A NATS JetStream Storage Backend using S3-Compatible Object Storage


Introduction

NATS is a pub-sub messaging system that enables “simple, secure and performant communications […] for digital systems, services and devices.” JetStream is a persistence feature that builds on top of NATS and “enables messages to be stored and replayed at a later time.” JetStream is an optional feature that is embedded into the NATS server. When JetStream is enabled, it allows the creation of “streams” that provide similar functionality to Kafka or Redis Streams. Currently, NATS JetStream supports persisting data to a file-backed store or in-memory.

There is a recent trend of using S3-compatible object for providing data persistence to infrastructure systems including WarpStream and Mimir.
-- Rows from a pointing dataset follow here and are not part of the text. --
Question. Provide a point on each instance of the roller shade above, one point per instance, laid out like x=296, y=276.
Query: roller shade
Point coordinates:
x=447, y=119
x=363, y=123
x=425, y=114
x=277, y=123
The benefits to using object storage over file-based storage or direct block, include:

  • Cost: Object storage is significantly cheaper than block storage for data at rest.
  • Infinite Scalability: If using an object storage service such as AWS S3, no capacity planning is needed.
  • Durability and Availability: Object storages provide durability and availability guarantees. and durability guarantees (For AWS S3, 99.999999999% durability and 99.99% availability over a year).

The major downside of object storage is latency for both reading and writing data.

In this project, a patch to the NATS server is created that adds a new storage backend: “object storage”. This allows JetStream assets (streams and consumers) to be created with no dependency on a local file system. The patch can be viewed on GitHub. Note, this work is unrelated to the “object store” features of the NATS client, which allows a NATS server to be used as an object storage service.

Goals and Non-Goals

This is a personal project undertaken for two reasons:

  • to learn more about NATS and the JetStream storage layer
  • to explore and understand the implementation challenges with storing message logs and time series data in object storage, inspired by existing systems such as AutoMQ, Mimir, and to a lesser extent DuckDB.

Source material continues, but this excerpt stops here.